The buzz on open source is that it can slash IT costs and save budgets. Our Linux expert looks at where and how much can be saved with FOSS -- and gives some caveats.
Driver sees a major difference between the big and small companies thus:


"Larger companies often have the internal bandwidth and technical capability to rely on internal resources for support; consequently they can rely less on third party commercial channels for support. This also applies to companies within more technology-aggressive industries (e.g., telecom, some elements of financial services). Smaller companies simply don't have the bandwidth for robust internal support. For these I see a lot of 'driving without car insurance' scenarios. In other words, they are using open source successfully, but have increased risk that may catch up with them over time."

The 451 Group report discussed above takes a different approach toward discussing cost savings: It cites cost savings as a major motivator for adopting OSS, but at the same time found that many of the very people interested in adopting open source (40%) had no actual process for determining the total cost savings. Another major issue was a lack of focus on life-cycle cost savings instead of only whatever savings are garnered from initial deployments -- possibly also because of the lack of a total life-cycle cost estimate.

It is worth mentioning at this point that there is absolutely no reason, short of gross incompatibilities, to think of going open source as an all-or-nothing project. If it makes financial and practical sense to use a mix of open and proprietary products (even if only as a transitional phase towards going wholly open), then go for it.

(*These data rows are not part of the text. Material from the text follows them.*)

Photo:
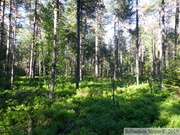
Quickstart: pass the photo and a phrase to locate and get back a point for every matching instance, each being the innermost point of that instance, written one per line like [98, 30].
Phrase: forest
[88, 67]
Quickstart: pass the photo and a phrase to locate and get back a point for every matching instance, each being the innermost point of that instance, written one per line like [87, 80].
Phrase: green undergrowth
[90, 110]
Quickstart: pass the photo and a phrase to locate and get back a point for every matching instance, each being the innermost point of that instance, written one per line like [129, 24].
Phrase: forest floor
[99, 107]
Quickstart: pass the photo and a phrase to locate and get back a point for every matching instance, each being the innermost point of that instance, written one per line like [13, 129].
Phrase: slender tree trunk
[137, 44]
[163, 39]
[32, 59]
[8, 49]
[176, 28]
[153, 68]
[2, 22]
[14, 43]
[96, 47]
[78, 43]
[53, 75]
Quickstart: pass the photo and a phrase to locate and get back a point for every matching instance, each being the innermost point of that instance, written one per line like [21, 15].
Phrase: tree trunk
[53, 75]
[2, 22]
[32, 59]
[163, 39]
[176, 28]
[137, 44]
[96, 47]
[14, 43]
[8, 49]
[153, 56]
[78, 43]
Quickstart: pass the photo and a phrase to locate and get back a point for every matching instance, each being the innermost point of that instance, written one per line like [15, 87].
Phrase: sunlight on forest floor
[90, 110]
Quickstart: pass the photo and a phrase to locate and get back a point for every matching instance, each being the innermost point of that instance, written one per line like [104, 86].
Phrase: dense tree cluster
[49, 38]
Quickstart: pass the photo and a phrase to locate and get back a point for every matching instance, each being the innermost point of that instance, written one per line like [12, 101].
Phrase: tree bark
[96, 46]
[176, 28]
[163, 38]
[2, 22]
[53, 75]
[137, 44]
[78, 43]
[8, 49]
[32, 59]
[14, 43]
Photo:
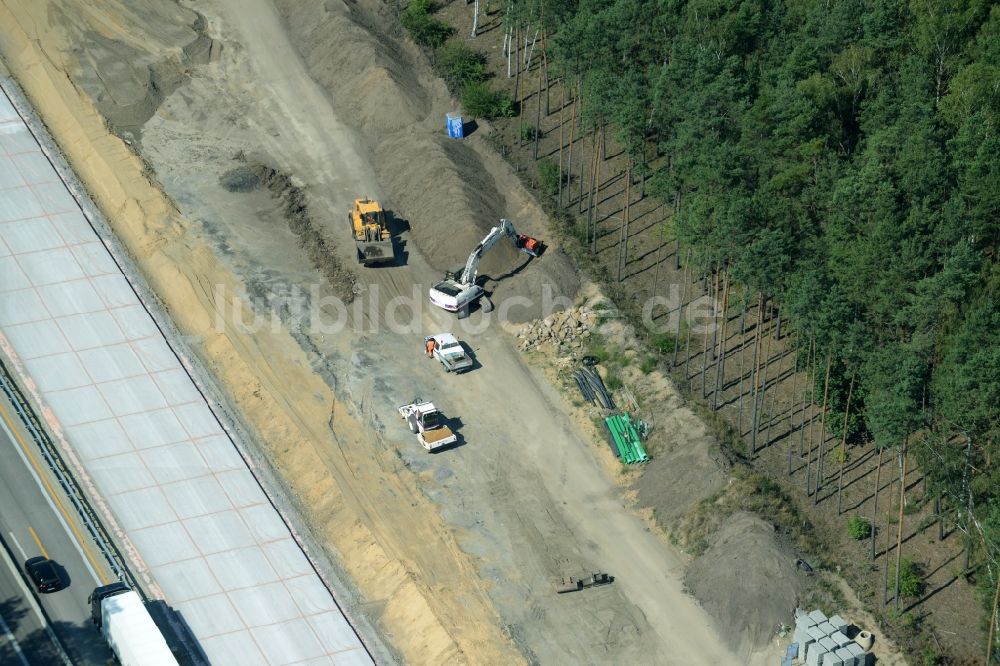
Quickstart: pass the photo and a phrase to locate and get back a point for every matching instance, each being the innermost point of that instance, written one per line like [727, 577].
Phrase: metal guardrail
[54, 460]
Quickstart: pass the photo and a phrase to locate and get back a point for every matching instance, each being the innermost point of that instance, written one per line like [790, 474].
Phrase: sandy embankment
[286, 404]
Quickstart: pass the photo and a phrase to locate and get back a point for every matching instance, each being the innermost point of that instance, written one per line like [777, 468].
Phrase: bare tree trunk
[623, 235]
[569, 157]
[888, 545]
[843, 447]
[517, 72]
[680, 309]
[791, 409]
[993, 621]
[656, 271]
[545, 72]
[878, 476]
[720, 364]
[743, 362]
[940, 517]
[590, 192]
[595, 208]
[766, 356]
[755, 375]
[562, 103]
[902, 504]
[508, 38]
[538, 114]
[822, 431]
[531, 52]
[812, 401]
[704, 353]
[687, 346]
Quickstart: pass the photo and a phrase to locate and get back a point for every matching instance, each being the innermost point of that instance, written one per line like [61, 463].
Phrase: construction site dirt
[226, 146]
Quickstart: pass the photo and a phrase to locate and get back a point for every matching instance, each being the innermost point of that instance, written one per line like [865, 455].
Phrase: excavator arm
[505, 228]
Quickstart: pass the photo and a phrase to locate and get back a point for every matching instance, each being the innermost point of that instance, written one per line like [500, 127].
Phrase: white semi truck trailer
[128, 628]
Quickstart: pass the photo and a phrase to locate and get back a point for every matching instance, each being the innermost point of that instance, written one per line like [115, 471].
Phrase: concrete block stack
[823, 641]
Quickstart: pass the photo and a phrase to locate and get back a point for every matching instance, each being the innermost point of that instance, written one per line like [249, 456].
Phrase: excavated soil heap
[747, 581]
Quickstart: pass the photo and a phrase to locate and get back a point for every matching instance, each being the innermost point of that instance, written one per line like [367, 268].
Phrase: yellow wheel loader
[371, 232]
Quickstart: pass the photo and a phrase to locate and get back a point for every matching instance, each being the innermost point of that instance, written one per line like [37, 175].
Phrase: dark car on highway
[43, 573]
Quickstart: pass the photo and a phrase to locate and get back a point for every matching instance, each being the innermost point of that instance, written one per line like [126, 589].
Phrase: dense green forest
[842, 160]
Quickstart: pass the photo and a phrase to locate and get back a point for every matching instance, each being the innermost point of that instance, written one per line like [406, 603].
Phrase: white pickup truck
[450, 352]
[427, 423]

Extensibility And Flexibility

Open source products can be used in an enterprise in two general ways: as infrastructure, and as user-facing applications. The former used to be open source's mainstay, but Roger Burkhardt, CEO of Ingres, has commented on how broader open source adoption means OSS will be used "further up the stack" for databases, middleware, business intelligence, and so on, as opposed to just operating systems or other underlying infrastructure. SugarCRM and OrangeHRM, for instance, are open source platforms for running CRM and human resources, respectively. The former is one of the most vibrant of commercially supported open source projects, since it's also attracted a broad range of third-party developers that have extended the core platform in ways that would be the envy of most any proprietary program. The extensibility of open source is itself another form of cost-savings.

Things you would normally have to pay for as add-ons are often available as no-cost or extremely low-cost community-developed bonuses. Any company that finds value in transforming what it uses -- even if only trivially -- will find an instant cost savings in open source, although the effort required to do the transforming is itself an expense. It may come in the form of hiring consultants or keeping a full-time staffer to do that work, but it will still be a cost in some form.

The Futures Of Open Source Companies Themselves

So far we've only talked about open source as it applies to an organization that plans to make use of it. What of the companies that sell and support open source themselves? If the rough economic times are ahead, how will they fare, and what will that mean to their customers?

The general consensus is that hard economic times are good for open source outfits. Most of them run leaner and meaner by design, are privately held, and therefore don't need to post as much in the way of growth or earnings to be successful. However, that in turn makes them appetizing acquisition for other companies -- many of which may have shareholders to appease, and whose stance on open source isn't always clear. The research firm 451 Group took a look at that very issue and reported:


...'transformative deals' are the least-likely transactions to get inked this year and that there is expected to be an acceleration of 'bolt-on' acquisitions, which are typically low-risk deals that allow companies to sell technology developed by a startup into their existing customer base. Therefore, open source software vendors are likely to be attractive targets, especially if the prediction that current economic conditions will increase the adoption of open source proves to be correct.

One myth that needs to be dispelled is the concept that an open source product is "immune" to economic downturn. The core code of an open source product is capable of surviving far more hardship than a proprietary product -- if the outfit currently developing it goes bust, another one can pick up where the previous owners left off with minimal friction. But that doesn't mean it will happen. There's always the possibility that the project in question may languish while a competitor or successor receives more attention.

Conclusions

There's little question that using open source can become a solid part of any company's cost-cutting process, whether in good times or bad. What's also important is that there be other positive benefits -- that the savings be quantifiable; that an eye be kept towards long-term benefits as well as immediate ones; that there's some awareness of how to leverage the additional value of open source (flexibility, malleability). Open source may seem like magic, and sometimes it is. But that shouldn't be an excuse to use magical thinking to leverage it.